Buckling analysis of restrained orthotropic plates under combined in-plane shear and axial loads and its application to web local buckling

Abstract

Buckling analysis of orthotropic plates with two opposite edges simply supported and the other two opposite edges rotationally-restrained (RR) and under combined uniform in-plane shear and linearly varying axial loads is presented, and its application to web local buckling of composite structural shapes is illustrated. A new plate buckled displacement shape function is proposed, and the approximate solution is obtained by the Rayleigh–Ritz method. The accuracy of analytical solution is validated with the numerical finite element analysis, and excellent agreements are achieved. A parametric study is conducted to evaluate the influence of loading ratio and rotational restraint stiffness. By introducing generic non-dimensional parameters, the buckling formulas of long plates under uniform in-plane compression, pure in-plane bending and uniform in-plane shear are obtained using the curve fitting technique.
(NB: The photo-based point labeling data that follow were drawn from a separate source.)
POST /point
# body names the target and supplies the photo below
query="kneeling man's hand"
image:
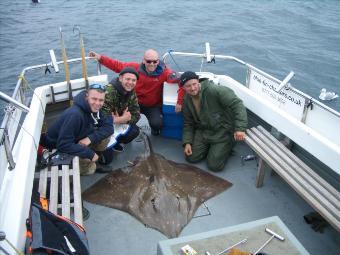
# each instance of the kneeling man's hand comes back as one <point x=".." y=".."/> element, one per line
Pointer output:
<point x="95" y="157"/>
<point x="239" y="135"/>
<point x="85" y="141"/>
<point x="187" y="149"/>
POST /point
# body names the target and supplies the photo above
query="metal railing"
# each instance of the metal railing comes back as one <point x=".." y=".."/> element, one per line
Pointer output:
<point x="12" y="120"/>
<point x="283" y="84"/>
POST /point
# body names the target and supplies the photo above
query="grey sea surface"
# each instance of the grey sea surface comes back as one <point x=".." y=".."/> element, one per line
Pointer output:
<point x="275" y="36"/>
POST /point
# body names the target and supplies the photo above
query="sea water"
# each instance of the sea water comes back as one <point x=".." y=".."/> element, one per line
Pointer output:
<point x="275" y="36"/>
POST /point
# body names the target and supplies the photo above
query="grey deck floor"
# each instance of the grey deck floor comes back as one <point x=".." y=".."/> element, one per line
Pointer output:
<point x="112" y="231"/>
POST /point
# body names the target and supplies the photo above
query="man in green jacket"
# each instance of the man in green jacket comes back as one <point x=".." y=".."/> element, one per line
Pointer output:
<point x="214" y="118"/>
<point x="122" y="104"/>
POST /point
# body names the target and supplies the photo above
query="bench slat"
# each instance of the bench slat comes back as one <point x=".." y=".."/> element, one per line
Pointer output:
<point x="53" y="206"/>
<point x="325" y="208"/>
<point x="328" y="199"/>
<point x="65" y="198"/>
<point x="50" y="177"/>
<point x="303" y="165"/>
<point x="43" y="182"/>
<point x="78" y="212"/>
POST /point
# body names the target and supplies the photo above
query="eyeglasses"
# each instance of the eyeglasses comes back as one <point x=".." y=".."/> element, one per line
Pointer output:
<point x="151" y="61"/>
<point x="97" y="86"/>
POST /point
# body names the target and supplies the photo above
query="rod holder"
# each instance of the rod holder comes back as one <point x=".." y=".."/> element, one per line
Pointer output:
<point x="207" y="52"/>
<point x="54" y="61"/>
<point x="10" y="100"/>
<point x="285" y="81"/>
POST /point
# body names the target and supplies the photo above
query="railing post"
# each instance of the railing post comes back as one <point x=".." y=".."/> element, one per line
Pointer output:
<point x="8" y="150"/>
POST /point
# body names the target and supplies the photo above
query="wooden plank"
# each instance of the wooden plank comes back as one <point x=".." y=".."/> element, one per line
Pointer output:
<point x="65" y="198"/>
<point x="53" y="206"/>
<point x="78" y="209"/>
<point x="298" y="173"/>
<point x="43" y="182"/>
<point x="256" y="144"/>
<point x="260" y="173"/>
<point x="303" y="165"/>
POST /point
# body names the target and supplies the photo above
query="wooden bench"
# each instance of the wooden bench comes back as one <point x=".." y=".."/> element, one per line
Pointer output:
<point x="323" y="197"/>
<point x="69" y="177"/>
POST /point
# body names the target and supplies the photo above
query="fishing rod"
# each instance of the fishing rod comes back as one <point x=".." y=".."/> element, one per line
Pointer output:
<point x="67" y="70"/>
<point x="83" y="60"/>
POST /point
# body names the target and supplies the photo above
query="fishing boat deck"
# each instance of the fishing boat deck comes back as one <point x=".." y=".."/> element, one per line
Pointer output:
<point x="111" y="230"/>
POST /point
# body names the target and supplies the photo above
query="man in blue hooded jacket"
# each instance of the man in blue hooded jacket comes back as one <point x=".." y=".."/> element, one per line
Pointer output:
<point x="82" y="130"/>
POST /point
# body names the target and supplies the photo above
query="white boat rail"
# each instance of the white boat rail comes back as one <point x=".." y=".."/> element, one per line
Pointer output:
<point x="310" y="100"/>
<point x="10" y="125"/>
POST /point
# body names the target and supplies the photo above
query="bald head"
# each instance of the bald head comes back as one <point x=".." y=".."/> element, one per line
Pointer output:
<point x="150" y="60"/>
<point x="151" y="54"/>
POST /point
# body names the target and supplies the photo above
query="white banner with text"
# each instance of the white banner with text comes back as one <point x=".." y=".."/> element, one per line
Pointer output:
<point x="286" y="99"/>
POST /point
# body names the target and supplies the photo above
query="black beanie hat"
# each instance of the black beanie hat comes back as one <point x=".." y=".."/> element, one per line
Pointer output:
<point x="186" y="76"/>
<point x="129" y="70"/>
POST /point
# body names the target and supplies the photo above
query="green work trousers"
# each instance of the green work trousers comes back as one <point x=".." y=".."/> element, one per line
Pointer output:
<point x="87" y="166"/>
<point x="216" y="153"/>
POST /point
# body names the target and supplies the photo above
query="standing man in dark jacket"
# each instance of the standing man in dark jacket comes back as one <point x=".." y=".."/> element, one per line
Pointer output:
<point x="214" y="117"/>
<point x="121" y="102"/>
<point x="82" y="130"/>
<point x="149" y="89"/>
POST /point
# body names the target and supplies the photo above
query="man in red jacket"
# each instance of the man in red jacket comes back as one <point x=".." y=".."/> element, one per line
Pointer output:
<point x="149" y="89"/>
Interaction curves between the uniform in-plane shear and pure in-plane bending for the simply supported (SS) and clamped-simply supported (CS) plates are established, and it is found that the interaction curve is only related to the material orthotropic parameter of β. Finally, the proposed discrete restrained plate solution is applied to predict the web local buckling of FRP shapes by adopting the proper rotational restraint stiffness.